A repo for the 2014 OpenTree / Arbor / HIP hackathon
8 stars 1 forks source link

implement a service to sample from a named taxon #15

Open arlin opened 10 years ago

arlin commented 10 years ago

Here is an accessory service that I think is needed in order to make widespread ToL re-use feasible: for a taxon T of interest to me, and a number N that is a manageable number for me (the end user), give me a list of up to N species from T. How many times do you want a tree just for a few dozen representative eukaryotes, e.g., model organisms or familiar organisms with names that folks will recognize? What if you want a tree for representatives of mammalian orders (there are ~26 orders and ~150 families) instead of all 4K mammal species? How many times do you just want a tree of things that you can find pics for on wikipedia? For many uses of phylogenies, including casual scientific uses, and uses for education or demonstration, getting a tree for ALL the species in a named taxon is NOT what you really want, and getting what you want requires a LOT of work. Here are some possible services to address this problem:

There may be lots of other ways to define the most important, interesting, popular, or well studied species. Most of these ideas involve interacting with some kind of taxonomy service, i.e., first you have to get the list of all species in taxon T. Obviously it's convenient to get the list from OpenTree's taxonomy, because this has the species actually included in the tree. Then you need to cross-reference that list with some other resources, such as the IUCN redlist, EoL, NCBI genomes, etc.

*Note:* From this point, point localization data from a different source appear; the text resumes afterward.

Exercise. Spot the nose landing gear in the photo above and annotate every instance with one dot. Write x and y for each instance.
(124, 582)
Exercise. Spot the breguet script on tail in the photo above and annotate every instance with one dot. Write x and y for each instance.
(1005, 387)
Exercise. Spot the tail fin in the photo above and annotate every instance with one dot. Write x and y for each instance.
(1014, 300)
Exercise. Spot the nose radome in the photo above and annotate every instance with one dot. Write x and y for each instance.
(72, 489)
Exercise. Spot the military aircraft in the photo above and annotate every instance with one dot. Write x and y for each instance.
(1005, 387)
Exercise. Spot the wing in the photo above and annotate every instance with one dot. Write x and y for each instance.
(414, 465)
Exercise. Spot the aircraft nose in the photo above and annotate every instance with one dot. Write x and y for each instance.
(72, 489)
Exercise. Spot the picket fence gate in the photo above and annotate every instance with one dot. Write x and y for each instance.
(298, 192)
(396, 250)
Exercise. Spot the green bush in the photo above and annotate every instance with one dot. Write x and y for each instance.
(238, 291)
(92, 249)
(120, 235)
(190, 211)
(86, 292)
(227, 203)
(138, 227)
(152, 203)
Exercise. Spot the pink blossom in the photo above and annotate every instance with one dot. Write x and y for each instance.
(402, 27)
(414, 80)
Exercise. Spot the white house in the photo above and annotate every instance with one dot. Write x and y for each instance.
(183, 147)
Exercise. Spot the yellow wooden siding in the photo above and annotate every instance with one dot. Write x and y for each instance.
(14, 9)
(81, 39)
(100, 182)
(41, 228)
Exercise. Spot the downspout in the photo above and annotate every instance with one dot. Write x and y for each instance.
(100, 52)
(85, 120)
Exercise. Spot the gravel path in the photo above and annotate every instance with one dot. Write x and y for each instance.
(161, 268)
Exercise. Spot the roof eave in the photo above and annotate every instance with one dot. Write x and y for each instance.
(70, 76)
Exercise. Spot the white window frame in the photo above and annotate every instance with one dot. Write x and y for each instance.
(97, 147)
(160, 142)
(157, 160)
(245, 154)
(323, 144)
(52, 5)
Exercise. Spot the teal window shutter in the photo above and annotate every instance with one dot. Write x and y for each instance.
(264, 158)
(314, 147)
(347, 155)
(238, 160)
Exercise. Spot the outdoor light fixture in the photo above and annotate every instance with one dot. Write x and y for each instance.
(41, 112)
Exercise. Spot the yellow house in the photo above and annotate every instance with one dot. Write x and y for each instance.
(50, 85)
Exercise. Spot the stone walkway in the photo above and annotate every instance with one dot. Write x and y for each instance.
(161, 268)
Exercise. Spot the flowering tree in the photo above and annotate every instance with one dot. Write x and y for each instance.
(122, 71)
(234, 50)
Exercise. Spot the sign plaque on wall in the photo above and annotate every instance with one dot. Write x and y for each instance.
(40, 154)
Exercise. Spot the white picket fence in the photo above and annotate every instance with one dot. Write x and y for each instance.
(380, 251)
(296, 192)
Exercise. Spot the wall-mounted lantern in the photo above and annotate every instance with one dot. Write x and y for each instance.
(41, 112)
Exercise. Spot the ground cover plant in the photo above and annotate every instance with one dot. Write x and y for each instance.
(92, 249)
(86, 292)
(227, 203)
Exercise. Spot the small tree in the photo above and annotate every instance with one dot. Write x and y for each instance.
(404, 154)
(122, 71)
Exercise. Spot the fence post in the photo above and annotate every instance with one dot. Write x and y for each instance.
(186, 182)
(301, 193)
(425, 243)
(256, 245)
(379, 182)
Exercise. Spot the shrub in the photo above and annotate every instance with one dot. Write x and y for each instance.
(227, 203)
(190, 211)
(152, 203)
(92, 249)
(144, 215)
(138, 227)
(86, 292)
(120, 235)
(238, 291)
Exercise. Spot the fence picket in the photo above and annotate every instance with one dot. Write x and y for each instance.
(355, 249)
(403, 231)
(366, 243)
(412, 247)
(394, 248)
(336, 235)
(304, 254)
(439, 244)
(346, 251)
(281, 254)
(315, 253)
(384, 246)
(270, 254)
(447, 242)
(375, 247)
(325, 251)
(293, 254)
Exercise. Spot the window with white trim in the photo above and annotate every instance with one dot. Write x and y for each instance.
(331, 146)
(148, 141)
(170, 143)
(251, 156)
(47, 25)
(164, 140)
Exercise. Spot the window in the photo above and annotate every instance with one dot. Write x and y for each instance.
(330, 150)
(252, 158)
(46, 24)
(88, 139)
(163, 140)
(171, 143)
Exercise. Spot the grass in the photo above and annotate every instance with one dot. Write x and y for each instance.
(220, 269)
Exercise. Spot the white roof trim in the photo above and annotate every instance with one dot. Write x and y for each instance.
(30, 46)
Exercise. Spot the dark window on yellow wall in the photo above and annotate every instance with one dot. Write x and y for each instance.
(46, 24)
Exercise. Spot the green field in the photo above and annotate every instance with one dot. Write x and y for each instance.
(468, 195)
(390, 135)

Niteloser commented 10 years ago

As far as I can tell, a first thing that needs doing with regards to this idea is implementing a service to retrieve all species of a given taxonomy. As Arlin rightly pointed out, it would make sense to use OpenTree for this, as then we can be sure the species produced are indeed present in OT.

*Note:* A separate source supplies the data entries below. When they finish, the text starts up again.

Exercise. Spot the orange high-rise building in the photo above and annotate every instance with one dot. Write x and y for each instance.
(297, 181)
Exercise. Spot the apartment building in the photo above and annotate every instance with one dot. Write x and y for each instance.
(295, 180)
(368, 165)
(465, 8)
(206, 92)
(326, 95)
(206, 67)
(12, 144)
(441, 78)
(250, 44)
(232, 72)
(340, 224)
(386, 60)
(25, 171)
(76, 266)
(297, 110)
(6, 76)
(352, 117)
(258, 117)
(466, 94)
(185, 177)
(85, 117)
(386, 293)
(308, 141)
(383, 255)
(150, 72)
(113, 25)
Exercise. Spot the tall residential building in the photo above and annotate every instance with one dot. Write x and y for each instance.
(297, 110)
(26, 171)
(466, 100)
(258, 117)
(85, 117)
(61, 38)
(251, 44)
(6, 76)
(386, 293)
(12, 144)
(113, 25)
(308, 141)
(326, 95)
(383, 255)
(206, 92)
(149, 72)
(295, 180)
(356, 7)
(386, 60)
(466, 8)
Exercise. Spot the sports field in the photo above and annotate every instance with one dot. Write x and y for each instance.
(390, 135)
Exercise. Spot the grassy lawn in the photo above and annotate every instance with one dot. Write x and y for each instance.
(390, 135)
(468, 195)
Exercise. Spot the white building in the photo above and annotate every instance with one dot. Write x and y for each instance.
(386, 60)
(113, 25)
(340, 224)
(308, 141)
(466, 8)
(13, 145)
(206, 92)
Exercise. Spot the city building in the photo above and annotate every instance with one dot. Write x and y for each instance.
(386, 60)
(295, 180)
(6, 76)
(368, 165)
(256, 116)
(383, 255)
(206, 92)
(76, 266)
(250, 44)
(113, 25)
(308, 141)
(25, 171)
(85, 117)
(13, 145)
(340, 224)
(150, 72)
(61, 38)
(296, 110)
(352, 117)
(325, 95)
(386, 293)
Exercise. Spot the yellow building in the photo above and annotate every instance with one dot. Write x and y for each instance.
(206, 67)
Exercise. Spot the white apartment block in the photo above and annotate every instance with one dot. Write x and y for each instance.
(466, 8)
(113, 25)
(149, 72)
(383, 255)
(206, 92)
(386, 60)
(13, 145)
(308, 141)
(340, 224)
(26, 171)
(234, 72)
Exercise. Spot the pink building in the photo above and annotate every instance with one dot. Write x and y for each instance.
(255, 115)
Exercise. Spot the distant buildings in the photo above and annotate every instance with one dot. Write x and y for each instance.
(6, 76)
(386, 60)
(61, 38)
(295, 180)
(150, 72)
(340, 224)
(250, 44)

Now as far as I can tell (and please correct me if I am wrong), OT has no service for returning all species in a taxonomy (e.g. mammals). So a starting point for this idea might be to extend OT with said functionality. Then starting from this list we can work on the sampling idea.

Could anyone comment on how best to do this? I was thinking of perhaps adding a new method to the OT API to do this, by querying the neo4j database directly for e.g. an IS_LEAF property. Later this method could be overridden/extended to do increasingly interesting things with sampled taxa.

Looking forward to more input on this.

josephwb commented 10 years ago

@Niteloser The tip descendant information is a property of the node in the graph, so this is easy to get. We will be refactoring the services shortly (tomorrow?), so I can give you more details then.

Niteloser commented 10 years ago

@josephwb Thanks for the info. Details would be most helpful.

gaurav commented 10 years ago

This would be particular useful for Wikipedia: it'd be great to be able to say something like "I need an image to illustrate genus Felis at https://en.wikipedia.org/wiki/Felis", which would produce a tree showing the species in Felis within the context of other groups within Felidae. However, such a tree couldn't come from the OpenTree synthesis tree, since it's not yet established as an authoritative source: instead, it would have to be pruned from an individual study tree so that that study could be directly cited.